Super vs Orchids — a practical buyer field guide
Market context
Personal AI agents moved from novelty to infrastructure in 2026. Enterprises like Cisco publicly rolled out agents to tens of thousands of employees, while consumer platforms such as ChatGPT, Gemini, Grok, and Siri accelerated toward action, not just conversation. Google’s introduction of computer use in Gemini 3.5 Flash made direct UI control table stakes, but also exposed new security and reliability questions as agents began clicking, typing, and authenticating like humans.
At the same time, researchers and executives cautioned that agentic AI progress is uneven. MIT researchers describe today’s agents as powerful but brittle, and Meta leadership has acknowledged that reliability, not raw model intelligence, is the gating factor. Security researchers have shown that poorly designed agents expand attack surfaces, particularly when open‑source components are chained together without guardrails.
This is the backdrop for comparing Super and Orchids. Orchids represents experimentation within the automation ecosystem. Super represents a narrower bet: fewer abstractions, more emphasis on operating a real computer repeatedly, and a cache that compounds value over time. For buyers deciding between them, the right question is not “which sounds smarter,” but “which system improves after the tenth, hundredth, or thousandth run of the same task.”
How to evaluate and use this workflow
How to evaluate Super vs Orchids for repeated computer work
- Define a concrete repeated task. Choose something unglamorous but real: logging into a vendor portal, exporting a CSV, reconciling fields, and updating a spreadsheet. Write down every click and credential involved. This forces clarity about whether an agent can truly operate a computer rather than just plan steps abstractly.
- Run the task once end‑to‑end. Execute the workflow in both tools if possible. Pay attention to where the agent hesitates: authentication, pop‑ups, CAPTCHAs, or layout changes. These are the moments where theoretical automation breaks down in practice.
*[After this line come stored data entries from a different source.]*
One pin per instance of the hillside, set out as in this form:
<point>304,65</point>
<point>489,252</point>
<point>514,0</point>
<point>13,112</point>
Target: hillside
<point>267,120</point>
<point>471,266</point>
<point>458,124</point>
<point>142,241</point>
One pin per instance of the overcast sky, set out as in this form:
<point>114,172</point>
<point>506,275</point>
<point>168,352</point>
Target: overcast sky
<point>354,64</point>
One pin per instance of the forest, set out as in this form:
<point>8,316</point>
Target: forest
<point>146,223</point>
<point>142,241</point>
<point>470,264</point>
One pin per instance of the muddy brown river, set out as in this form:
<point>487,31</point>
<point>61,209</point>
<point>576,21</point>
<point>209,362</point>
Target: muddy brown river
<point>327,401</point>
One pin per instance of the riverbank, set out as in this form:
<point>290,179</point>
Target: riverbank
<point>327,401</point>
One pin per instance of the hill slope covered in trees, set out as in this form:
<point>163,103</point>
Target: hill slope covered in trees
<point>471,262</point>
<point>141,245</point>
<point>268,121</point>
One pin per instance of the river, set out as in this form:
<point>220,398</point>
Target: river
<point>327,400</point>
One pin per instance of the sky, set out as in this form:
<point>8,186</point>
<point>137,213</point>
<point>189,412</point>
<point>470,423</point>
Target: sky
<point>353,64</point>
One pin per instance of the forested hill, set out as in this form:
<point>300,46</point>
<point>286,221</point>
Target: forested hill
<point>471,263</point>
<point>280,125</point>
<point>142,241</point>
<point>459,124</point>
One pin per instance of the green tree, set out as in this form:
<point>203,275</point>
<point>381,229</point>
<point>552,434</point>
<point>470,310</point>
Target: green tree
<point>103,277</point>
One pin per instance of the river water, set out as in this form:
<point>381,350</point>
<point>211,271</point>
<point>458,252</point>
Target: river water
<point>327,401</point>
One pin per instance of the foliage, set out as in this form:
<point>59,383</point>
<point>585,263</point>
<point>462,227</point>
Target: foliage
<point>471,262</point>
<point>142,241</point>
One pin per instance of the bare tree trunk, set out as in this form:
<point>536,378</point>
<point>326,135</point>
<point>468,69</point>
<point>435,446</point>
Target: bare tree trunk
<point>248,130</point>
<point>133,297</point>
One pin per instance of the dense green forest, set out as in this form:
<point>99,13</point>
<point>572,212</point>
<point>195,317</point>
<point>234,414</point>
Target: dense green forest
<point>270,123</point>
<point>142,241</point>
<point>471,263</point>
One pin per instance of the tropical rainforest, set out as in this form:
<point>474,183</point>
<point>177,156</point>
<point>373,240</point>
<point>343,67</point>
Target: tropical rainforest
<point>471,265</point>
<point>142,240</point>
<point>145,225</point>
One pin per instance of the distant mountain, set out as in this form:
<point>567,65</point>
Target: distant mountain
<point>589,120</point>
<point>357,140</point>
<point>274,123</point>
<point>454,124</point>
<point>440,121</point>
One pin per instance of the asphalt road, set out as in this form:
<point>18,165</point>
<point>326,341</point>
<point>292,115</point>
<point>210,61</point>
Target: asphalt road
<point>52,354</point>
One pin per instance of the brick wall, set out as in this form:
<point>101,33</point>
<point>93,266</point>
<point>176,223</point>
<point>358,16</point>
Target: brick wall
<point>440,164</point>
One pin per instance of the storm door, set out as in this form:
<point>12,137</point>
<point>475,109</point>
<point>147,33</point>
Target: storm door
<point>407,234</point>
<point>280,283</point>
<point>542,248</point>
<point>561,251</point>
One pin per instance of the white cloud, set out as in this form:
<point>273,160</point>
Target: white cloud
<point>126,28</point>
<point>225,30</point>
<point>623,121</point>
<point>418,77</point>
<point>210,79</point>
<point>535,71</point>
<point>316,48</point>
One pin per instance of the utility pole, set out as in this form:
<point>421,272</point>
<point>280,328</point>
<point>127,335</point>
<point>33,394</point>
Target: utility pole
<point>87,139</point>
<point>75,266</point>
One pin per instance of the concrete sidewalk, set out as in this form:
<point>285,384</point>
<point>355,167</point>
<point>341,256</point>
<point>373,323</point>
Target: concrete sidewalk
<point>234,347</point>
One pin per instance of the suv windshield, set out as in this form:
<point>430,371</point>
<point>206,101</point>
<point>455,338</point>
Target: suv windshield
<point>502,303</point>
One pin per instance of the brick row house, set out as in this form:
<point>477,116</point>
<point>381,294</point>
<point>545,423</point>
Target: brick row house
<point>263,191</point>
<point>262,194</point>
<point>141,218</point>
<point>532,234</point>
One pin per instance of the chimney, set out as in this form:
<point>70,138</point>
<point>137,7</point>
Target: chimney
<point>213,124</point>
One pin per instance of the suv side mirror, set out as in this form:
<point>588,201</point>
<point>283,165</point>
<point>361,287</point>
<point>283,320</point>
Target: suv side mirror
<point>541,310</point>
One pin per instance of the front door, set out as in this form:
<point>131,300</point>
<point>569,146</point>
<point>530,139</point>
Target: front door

- Repeat the exact same task. This is where Super’s computer-use cache matters. Observe whether the second and third runs reuse prior context or effectively start from scratch. For operational teams, this difference compounds quickly.
- Measure supervision load. Count how often you intervene. An agent that technically completes a task but requires constant correction behaves more like a macro recorder than a personal assistant.
- Stress test edge cases. Introduce a small UI change or data inconsistency. Reliable agents degrade gracefully. Brittle ones fail catastrophically, which is unacceptable for finance, ops, or compliance workflows.
Implementation checklist
- Document the target workflow with screenshots and notes so the agent’s behavior can be audited later. This documentation also helps you detect whether improvements are real or perceived.
- Scope permissions narrowly. Only grant access to the specific applications and accounts required for the workflow, reducing blast radius if something goes wrong.
- Schedule repeated runs deliberately. Daily or weekly repetition is where cache‑based systems like Super show their advantage over stateless automation.
- Review logs after the first week. Look for patterns where the agent struggled, and decide whether those are acceptable risks or design flaws.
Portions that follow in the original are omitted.